I’m sure that we all know or have known people who push us aside, who refuse to be helped or who will not let anyone show affection to them. The problem is, that such people, like my younger self hurt themselves more than they hurt others and they become even more isolated and alone, less able to acknowledge – to themselves and to others – that they might need help or that they would in fact benefit from care and affection.

I suspect that the same can be said of some people’s relationship with God. That is, there are those who think that they won’t ever be good enough for God so they push God away, refusing to believe that God could love someone like them. Some have been so hurt by the church (or its officials) or taught that God is punitive and cruel that they are quite unable to open themselves to love of any kind, let alone the love of God. Still others simply don’t want God to cramp their style. They refuse to let God in because they are afraid that if they do, they will have to give up behaviours that are incompatible with a relationship with God. And there are those who feel they need to keep God at a safe distance because they do not want to admit that they need the love and support that God can give. To them a relationship with God would be a sign of weakness, an indication that they could manage on their own. 

Pushing God away damages us more than it damages God. God, like my mother, will not force anyone to accept affection and support against their will, and those who know God and who deliberately lock God out of their lives will inevitably miss out on the warmth, encouragement and confidence that comes from knowing oneself loved by God. 

In today’s gospel John the Baptist quotes Isaiah: “In the wilderness prepare the way of the Lord.” Isaiah continues: “make straight in the desert a highway for our God. Every valley shall be lifted up, and every mountain and hill be made low; the uneven ground shall become level and the rough places a plain” (Is 40:3). Isaiah is assuring the people that their time of desolation has come to an end and is urging them to ensure that they remove any barriers that would prevent God’s return. John the Baptist makes the same plea: “Prepare the way of the Lord, make his paths straight”. One difference between the two is that John’s call for repentance (literally turning around) suggests that the barriers he is thinking of are the barriers of our own making and rather than the physical barriers envisaged by Isaiah. 
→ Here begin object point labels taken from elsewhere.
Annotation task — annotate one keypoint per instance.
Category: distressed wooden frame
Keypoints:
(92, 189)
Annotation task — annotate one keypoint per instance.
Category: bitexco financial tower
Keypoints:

Advent is a time of preparation, a time to ensure that we are ready for God’s return – whenever and however that will be. We can make ourselves ready by polishing up the outside, by doing good works and practicing ‘holiness’. We can fret about whether we are good enough or whether we have done enough. Or we can look at ourselves and our lives. Are there parts of our lives from which we have locked God out? Have we built up protective barriers – so that we won’t be disappointed In God or so that we won’t be exposed as inadequate? Is there anything at all that prevents us from resting in God’s love?

Are we fearfully preparing to be judged, or confidently waiting for God to take us in God’s arms for all eternity?